What do you think of the French legaltech landscape?

It depends on the subject. The automation of acts and the robotization of contracts, for example, have developed well, and I have the feeling that these innovations are arousing growing interest. The same goes for practice management tools or digital tools that make the daily life of lawyers easier.

On the other hand, innovation is more timid in all areas related to litigation. For example, there are not many initiatives that save time in drafting pleadings, i.e. the documents that are filed with the courts in the context of an appeal. There is a nice project that is currently in beta test, Replick, which aims to help lawyers build an optimal legal argument. But it would be nice if legaltech could develop more in this area.

In general, I would say that there are a lot of great innovation initiatives in the legal field. They have not necessarily all found their market yet, but I am rather optimistic about the future, it is a journey and change always takes time. The more legal professionals take up these subjects, the more innovation will flourish and meet their needs!

Other examples of legal innovations

  • The use of technological tools to save time and modernize the practice of law.
  • Legal search engines that offer advanced features.
  • Predictive" justice.
  • Propose innovative offers and adopt a marketing and digital strategy to differentiate yourself.
  • Innovate in customer relations.

💡 Also read: State of the art of French legaltech

You have created co-development workshops focused on legal innovation. In concrete terms, how do they work?

It is an innovative training approach that brings together a small group of people (usually between 4 and 10) working in the same profession and facing common professional issues.
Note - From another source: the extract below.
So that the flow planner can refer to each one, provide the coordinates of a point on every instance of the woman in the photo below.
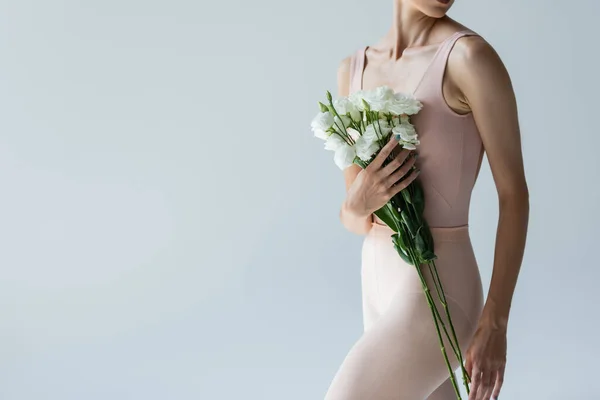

The workshops are based on interactions between participants, and on learning from others through the sharing of experiences. In concrete terms, this is how it works: a participant presents his or her problem, the whole group helps, advises and guides him or her, according to their expertise, so that at the end, an action plan is defined and can be activated.

The roles change with each session so that everyone has the opportunity to present their issues. But regardless of the role played during the session, everyone learns from themselves and from others. Especially since the problems of others may, if not already the case, become your own one day. So, having participated in a co-development session is like anticipating and saving time for the future.

In a second phase, after the co-development session itself, tools, work methods or innovative models are presented to all participants to enrich their innovation culture.